Tuesday, November 3, 2015














This blog-creation process is no fun, but I'm going to hang in here.

Right now I am reading a graphic novel that has captured my heart. Called The Thrilling Adventures of Lovelace and Babbage, the book opens with straightforward bios of the two main characters. Then it launches itself into flights of fancy which occur in the multiverse, an alternative universe where time is a bit wobbly. Among other amusing adventures, there has been an exploration of the possibility that Ada was actually the notorious Person from Porlock, who interrupted Coleridge and sidetracked the completion of his poem about Kubla Khan and Xanadu. In this book, she is selling life insurance.

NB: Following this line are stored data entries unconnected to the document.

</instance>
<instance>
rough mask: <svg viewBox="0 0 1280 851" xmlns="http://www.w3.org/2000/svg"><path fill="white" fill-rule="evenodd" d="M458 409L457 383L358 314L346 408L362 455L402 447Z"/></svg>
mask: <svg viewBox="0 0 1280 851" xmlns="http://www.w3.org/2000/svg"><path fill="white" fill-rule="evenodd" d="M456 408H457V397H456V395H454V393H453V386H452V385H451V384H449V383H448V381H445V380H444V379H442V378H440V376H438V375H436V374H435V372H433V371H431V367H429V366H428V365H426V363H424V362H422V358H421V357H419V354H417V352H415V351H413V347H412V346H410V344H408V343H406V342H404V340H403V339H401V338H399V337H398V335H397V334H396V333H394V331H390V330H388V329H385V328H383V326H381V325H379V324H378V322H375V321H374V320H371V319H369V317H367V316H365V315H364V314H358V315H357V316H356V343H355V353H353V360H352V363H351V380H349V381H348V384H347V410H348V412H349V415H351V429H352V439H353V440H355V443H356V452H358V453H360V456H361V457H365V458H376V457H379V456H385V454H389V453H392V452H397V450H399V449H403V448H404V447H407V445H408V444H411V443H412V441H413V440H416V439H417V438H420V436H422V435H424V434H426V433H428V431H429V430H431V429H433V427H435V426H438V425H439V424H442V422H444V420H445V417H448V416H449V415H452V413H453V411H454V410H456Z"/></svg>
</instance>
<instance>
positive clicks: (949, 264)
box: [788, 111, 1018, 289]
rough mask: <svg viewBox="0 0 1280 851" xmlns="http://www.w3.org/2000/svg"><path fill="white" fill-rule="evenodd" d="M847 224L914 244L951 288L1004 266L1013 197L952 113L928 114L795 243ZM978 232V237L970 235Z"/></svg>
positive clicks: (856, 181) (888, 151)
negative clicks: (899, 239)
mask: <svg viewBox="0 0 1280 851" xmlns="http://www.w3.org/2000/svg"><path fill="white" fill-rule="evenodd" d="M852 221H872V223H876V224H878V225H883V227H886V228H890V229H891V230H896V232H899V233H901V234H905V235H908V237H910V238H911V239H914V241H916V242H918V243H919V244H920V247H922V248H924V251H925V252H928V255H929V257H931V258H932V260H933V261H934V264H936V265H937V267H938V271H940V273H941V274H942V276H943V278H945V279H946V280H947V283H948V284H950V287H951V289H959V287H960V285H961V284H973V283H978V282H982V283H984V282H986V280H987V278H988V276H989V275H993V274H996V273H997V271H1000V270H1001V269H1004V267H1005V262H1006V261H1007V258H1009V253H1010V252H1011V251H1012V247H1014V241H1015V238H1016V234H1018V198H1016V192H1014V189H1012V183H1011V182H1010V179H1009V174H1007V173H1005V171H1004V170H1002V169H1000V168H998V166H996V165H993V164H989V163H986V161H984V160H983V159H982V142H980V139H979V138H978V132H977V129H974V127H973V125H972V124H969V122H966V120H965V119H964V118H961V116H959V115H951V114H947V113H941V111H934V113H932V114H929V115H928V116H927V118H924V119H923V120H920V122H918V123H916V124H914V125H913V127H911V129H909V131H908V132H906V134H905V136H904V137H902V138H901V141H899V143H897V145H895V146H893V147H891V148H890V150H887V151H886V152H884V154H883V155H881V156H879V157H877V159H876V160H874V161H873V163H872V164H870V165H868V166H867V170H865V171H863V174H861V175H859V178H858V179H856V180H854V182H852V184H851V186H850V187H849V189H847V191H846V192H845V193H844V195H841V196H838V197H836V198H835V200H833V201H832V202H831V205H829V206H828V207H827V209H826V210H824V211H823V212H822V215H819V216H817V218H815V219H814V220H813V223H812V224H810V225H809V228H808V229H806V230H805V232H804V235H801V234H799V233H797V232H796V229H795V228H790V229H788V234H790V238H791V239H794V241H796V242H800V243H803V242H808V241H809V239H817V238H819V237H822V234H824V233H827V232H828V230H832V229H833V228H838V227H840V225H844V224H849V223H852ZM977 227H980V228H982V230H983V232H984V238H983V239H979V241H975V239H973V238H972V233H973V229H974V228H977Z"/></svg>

In another episode Queen Victoria makes a visit, accompanied by Lord Wellington and his horse Copenhagen, who is very well behaved.

In the current adventure, Mary Ann Evans has turned up with a manuscript by her 'friend' George. Babbage is asking questions about the manuscript being analyzed. 'It's not poetry, is it?' Then he goes on to give a definition of poetry, which confuses the writer Evans (and me, too): 'Defining identifier: the aesthetic qualities of the language do not invoke meaning in addition, or in place of, prosaic ostensible meaning.' She replies 'Yes. I mean, no? I mean, when you put it like that I couldn't say.' Then he dumbs it down for her. 'Do the lines go all the way across the page?' That's where I lost it and laughed out loud. Best way to differentiate prose from poetry I've ever read.